In studies of small animals like songbirds and rats, it should be difficult to detect visual attention of those subjects. Therefore, the discrimination tasks described above are appropriate methods for those studies. Meanwhile, to train human infants for discrimination tasks on an operant method using some reinforcements might be not appropriate, thus, the experimental methods used in previous infant studies should be adequate. However, researchers may have two questions regarding those studies for comparing the ability of rule extraction from sound sequences between human and animals: (1) how do the methods affect the results? (i.e., spontaneous response in a passive situation vs. conditioned behavior on active discrimination tasks); (2) how do species differences affect the results? (between primates and other species, or between zebra finches and other songbird species). To address some factors of those questions, we compared the discrimination strategies of Bengalese finches and humans presented with AAB and ABB sequences during an operant task. Hereafter, we use the term “rule-conforming” instead of grammatical and another term “non-rule-conforming” instead of “agrammatical” or “ungrammatical.”

Materials and Methods

Experiment 1: Bengalese Finches


Nine adult male birds (2–3 years old) were used; all birds were bred and maintained in our laboratory. Daily training and test sessions were done during day time (from forenoon to early afternoon). Food access of the birds was limited for 1–2 h around 4–6 pm but vitamin-enriched water and shell grit were available ad libitum. The light/dark cycle was 13/11 h. Room temperature and humidity were maintained at approximately 25°C and 60%, respectively. All experimental procedures and housing conditions were approved by the Animal Experiments Committee at RIKEN.
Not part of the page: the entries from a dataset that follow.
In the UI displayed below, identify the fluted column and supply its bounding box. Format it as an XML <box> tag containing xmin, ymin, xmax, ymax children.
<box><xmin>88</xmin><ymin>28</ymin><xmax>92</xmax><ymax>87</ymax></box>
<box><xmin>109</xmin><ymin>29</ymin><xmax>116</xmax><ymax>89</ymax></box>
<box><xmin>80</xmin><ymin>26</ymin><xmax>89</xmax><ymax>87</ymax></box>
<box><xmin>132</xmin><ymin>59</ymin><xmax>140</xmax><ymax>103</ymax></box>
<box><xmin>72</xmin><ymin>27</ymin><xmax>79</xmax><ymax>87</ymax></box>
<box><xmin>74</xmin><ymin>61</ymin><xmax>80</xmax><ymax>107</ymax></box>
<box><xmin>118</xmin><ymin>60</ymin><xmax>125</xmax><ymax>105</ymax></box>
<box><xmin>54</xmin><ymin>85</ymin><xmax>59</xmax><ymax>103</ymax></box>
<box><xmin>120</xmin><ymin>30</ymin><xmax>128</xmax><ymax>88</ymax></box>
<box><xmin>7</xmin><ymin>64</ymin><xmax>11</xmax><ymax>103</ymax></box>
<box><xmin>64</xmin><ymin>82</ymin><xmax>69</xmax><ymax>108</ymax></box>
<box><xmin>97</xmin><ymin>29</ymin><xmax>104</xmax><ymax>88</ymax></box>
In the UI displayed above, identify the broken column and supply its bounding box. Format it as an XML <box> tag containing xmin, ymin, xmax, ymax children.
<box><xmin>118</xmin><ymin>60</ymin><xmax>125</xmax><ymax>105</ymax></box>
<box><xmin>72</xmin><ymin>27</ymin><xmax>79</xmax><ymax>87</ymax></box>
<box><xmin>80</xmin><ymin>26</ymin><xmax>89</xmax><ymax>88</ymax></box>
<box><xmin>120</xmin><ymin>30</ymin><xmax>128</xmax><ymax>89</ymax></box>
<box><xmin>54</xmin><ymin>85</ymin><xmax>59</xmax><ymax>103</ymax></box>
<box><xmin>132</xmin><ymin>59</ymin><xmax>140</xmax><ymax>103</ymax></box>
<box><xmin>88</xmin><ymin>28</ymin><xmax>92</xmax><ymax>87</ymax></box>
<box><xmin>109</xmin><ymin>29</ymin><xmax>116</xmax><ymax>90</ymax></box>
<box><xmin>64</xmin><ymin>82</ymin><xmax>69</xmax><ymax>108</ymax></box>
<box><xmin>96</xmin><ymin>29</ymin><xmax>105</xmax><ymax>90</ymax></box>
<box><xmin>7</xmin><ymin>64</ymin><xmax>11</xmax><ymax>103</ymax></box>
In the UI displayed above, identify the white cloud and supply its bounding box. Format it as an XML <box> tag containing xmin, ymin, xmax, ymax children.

A test cage (W15.5 × D30.3 × H22.0 cm) was placed in a sound attenuation chamber (W89 × D70 × H74 cm, Music Cabin, Japan) that was illuminated by LEDs. The front panel of the cage had two response keys consisting of acrylic panels that could be accessed through 10 mm diameter holes; the left one served as the observation key, and the right one served as the report key. The keys were illuminated with a red and a green color when activated for pecking responses. A feeder was placed on the cage and delivered grains into a dish located 5 cm below the response keys. A small light illuminated the dish for 2 s when food was delivered. A loudspeaker was placed above the cage to deliver sound stimuli. A personal computer controlled the execution of the experiment.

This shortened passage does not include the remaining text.